Юрий свернул в свой цех. После улицы запах лаков, как всегда, шибанул в нос. В цехе ничего не изменилось. Проход по-прежнему был забит мебелью. Грузчиков видно не было – значит, вагоны так и не пришли. «Зато завтра будет запарка!» – подумал Юрий и с облегчением вспомнил, что он больше не грузчик и беспокоиться ему нечего.

Можно было даже пойти поспать, хотя бы туда, в искусственную комнату, что смастерил Семин. Только разве заснешь в таких запахах! Просто поваляться если?

Но не успел он скрыться в мебельных джунглях, как его окликнули:

– Это ты, что ли, Плотников?

Маня собственной персоной. Однажды на это самое «эй ты!» Моисеев ответил ей бесцеремонно: «Прошу прощенья, но я с вами не спал и потому прошу на «вы». Юрий помнил, какую рожу скорчила Маня. «Оборвать сразу!» – подумал он, но грубить не хотелось.

– Я, – буркнул Юрий, раздосадованный тем, что принял ее панибратство.

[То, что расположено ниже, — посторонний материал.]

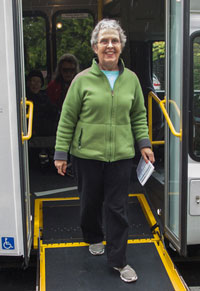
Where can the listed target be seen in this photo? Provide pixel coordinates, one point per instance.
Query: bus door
(177, 23)
(25, 127)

– Ну, наконец-то убрали чокнутого! – Это она о Семине. — Он псих, да? Форменный псих!

Юрий, не отвечая, разглядывал ее. Скольке ей лет? Двадцать пять? Тридцать? Не поймешь. Лицом она какая-то бесцветная, серые глаза, серые брови, не красится...

– Что делать должен, знаешь?

– Знаю.

– Пошли маркировку проверять. Завтра разгрузочный аврал будет. Она кинулась куда-то за шкафы. Юрий окликнул ее:

– Эй!

Черт знает, как ее называть!

– Эй, послушайте!

Она высунулась из-за шкафа.

– Нечего проверять. Семин все сделал.

– Меня Маней зовут или Машей, как хочешь. А психу тому я не верю. Пошли, будешь шкафы ворочать.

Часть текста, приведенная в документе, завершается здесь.